Dimon Explains His Prediction
During the talk with Bartiromo, Dimon said he believes the U.S. is close to entering a recession.
“I look at a lot of things and forget just economic models for a second, $2 trillion of fiscal deficit, the infrastructure and IRA act, the green economy, the re-militarization of the world, the restructuring of trade are all inflationary,” he said (via MSN). “And that looks a little more like the 1970s to me.”
People Should Prepare for Uncertain Inflation
The head of one of America’s largest banks also warned people to prepare for uncertainty when it comes to inflation in 2024.
“So I think there’s a chance here that people should be prepared that inflation comes down but then bounces around three [percent] and maybe even bounces up a little bit,” he said.
Comments Go Against Expert’s Opinions
The points brought up by Dimon on “Mondays with Maria” appear to go against what the nation’s economists believe.
Many experts are under the impression that thanks to promised rate cuts from the Fed this year, the economy may experience a soft landing. However, Dimon disagrees.
The Ups and Downs of the Economy
The CEO mentioned he’s skeptical about a scenario in which the economy finds a sweet spot after years of inflation.
“I’m a little skeptical of this kind of ‘Goldilocks’ kind of scenario,” he said (via Yahoo Finance).
Crosscurrents Are Getting High
Speaking on the predictions made about potential rate hikes, Dimon said he’s also skeptical about this promise.
“Obviously, all of us in business have known how to deal with the ups and downs of vicissitudes of the economy. But I do think the crosscurrents are pretty high: the money is running out, rates are high, [quantitative tightening] hasn’t happened yet,” he said.
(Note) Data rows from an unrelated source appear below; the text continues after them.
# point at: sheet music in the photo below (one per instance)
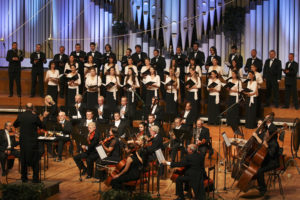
(160, 156)
(226, 140)
(101, 152)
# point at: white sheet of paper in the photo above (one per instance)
(101, 152)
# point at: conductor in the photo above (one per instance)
(29, 151)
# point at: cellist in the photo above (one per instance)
(132, 168)
(89, 152)
(193, 163)
(271, 161)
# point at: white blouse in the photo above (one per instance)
(51, 74)
(133, 67)
(107, 67)
(90, 81)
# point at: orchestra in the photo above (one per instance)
(105, 100)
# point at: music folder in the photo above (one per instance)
(101, 152)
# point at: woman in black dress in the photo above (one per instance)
(213, 107)
(131, 171)
(171, 97)
(51, 79)
(232, 116)
(251, 101)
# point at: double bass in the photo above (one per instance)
(255, 162)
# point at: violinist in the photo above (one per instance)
(89, 152)
(111, 146)
(271, 161)
(7, 144)
(131, 171)
(193, 164)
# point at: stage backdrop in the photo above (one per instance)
(163, 24)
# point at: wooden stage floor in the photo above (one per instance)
(71, 188)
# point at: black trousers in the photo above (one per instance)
(291, 90)
(37, 73)
(14, 76)
(90, 159)
(272, 87)
(10, 163)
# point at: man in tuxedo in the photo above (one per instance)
(139, 57)
(177, 143)
(156, 110)
(182, 61)
(14, 57)
(159, 64)
(120, 125)
(29, 146)
(253, 61)
(197, 55)
(201, 137)
(65, 127)
(193, 173)
(96, 55)
(291, 71)
(108, 53)
(60, 60)
(124, 61)
(272, 76)
(102, 111)
(7, 144)
(234, 55)
(78, 111)
(37, 59)
(213, 54)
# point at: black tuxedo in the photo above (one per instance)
(28, 123)
(97, 58)
(14, 69)
(136, 59)
(291, 83)
(257, 62)
(193, 175)
(37, 71)
(199, 58)
(209, 60)
(4, 147)
(272, 74)
(237, 58)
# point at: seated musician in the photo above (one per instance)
(131, 171)
(89, 152)
(271, 161)
(7, 144)
(102, 111)
(177, 143)
(111, 146)
(120, 124)
(201, 137)
(65, 127)
(193, 173)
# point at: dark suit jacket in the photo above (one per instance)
(291, 76)
(160, 65)
(257, 62)
(4, 141)
(273, 72)
(238, 58)
(14, 66)
(97, 57)
(199, 59)
(208, 60)
(60, 63)
(136, 59)
(41, 61)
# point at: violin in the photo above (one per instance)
(117, 170)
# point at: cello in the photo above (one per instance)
(255, 162)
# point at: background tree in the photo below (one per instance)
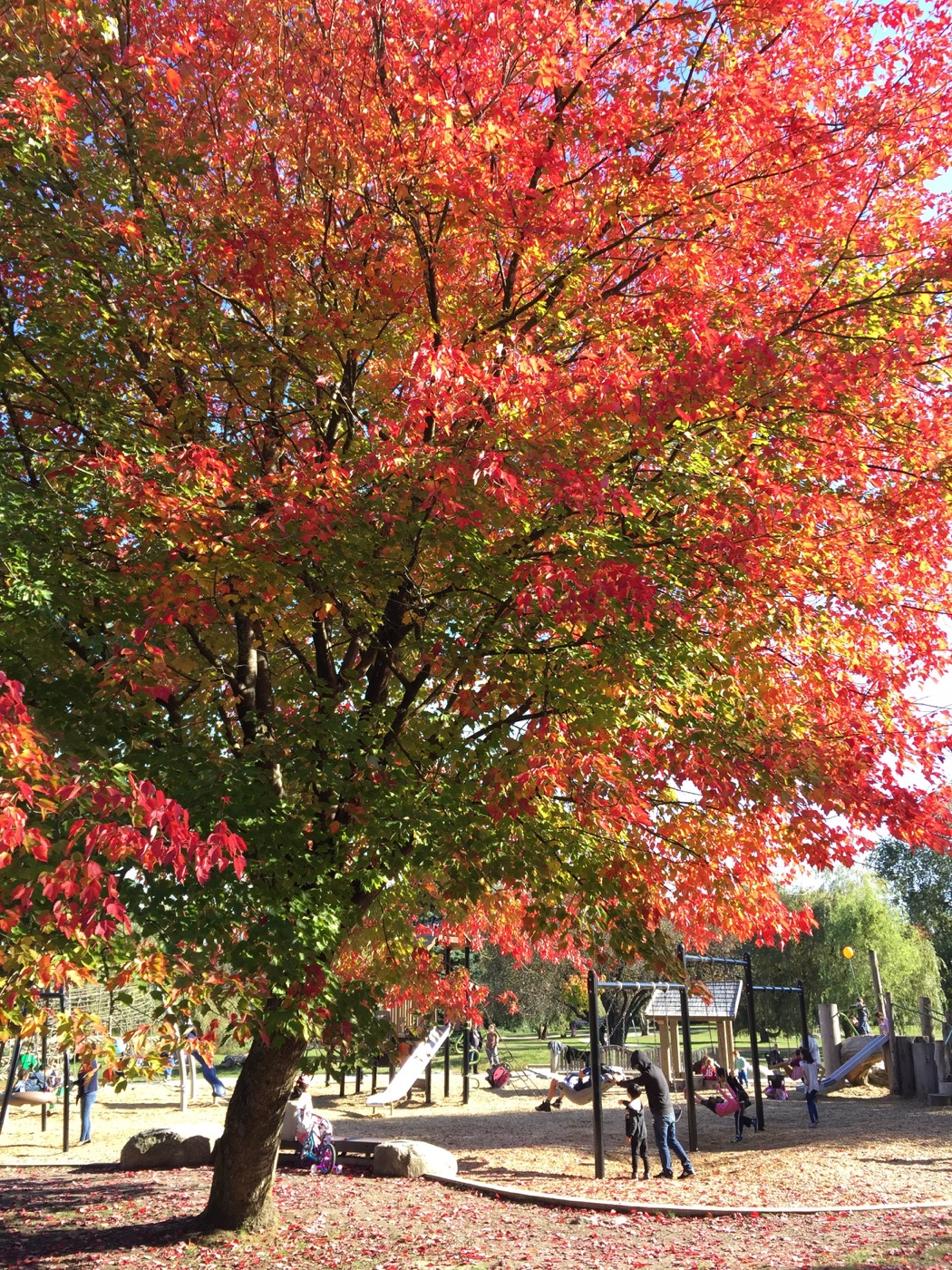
(495, 463)
(922, 883)
(852, 910)
(537, 986)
COVID Money Will Soon Run Out
Dimon made a point to mention that the COVID money, which he believes is keeping the consumers afloat, will soon run out.
“Credit is normalizing, but it’s still lower. Stock prices are up. The consumer is in good shape. But the extra money that they got during COVID, trillions of dollars, that’s kind of running out … It runs out this year,” he said.
Recession Is on Its Way
According to the JPMorgan CEO, a recession is on its way. Yet, he admits that it’s difficult to surmise how severe it will be.
“It might be [a] mild recession or heavy recession,” said Dimon.
Rate Hikes Take Time to Appear
Dimon explained the rate hikes implemented by the Fed takes longer than expected to show up in the economy. This is one reason why the nation could be heading toward a short recession.
“I think they did the right thing to raise rates. I think it was a little late, and I think they’re doing the right thing just to wait and see what happens,” he said (via Yahoo Finance).
The CEO Sticks to His Opinion
Nonetheless, at the end of his talk with Bartiromo, the JPMorgan CEO firmly reiterated the idea that a recession is forthcoming.
“But all of those factors may very well push us to recession, as opposed to a soft landing,” he said.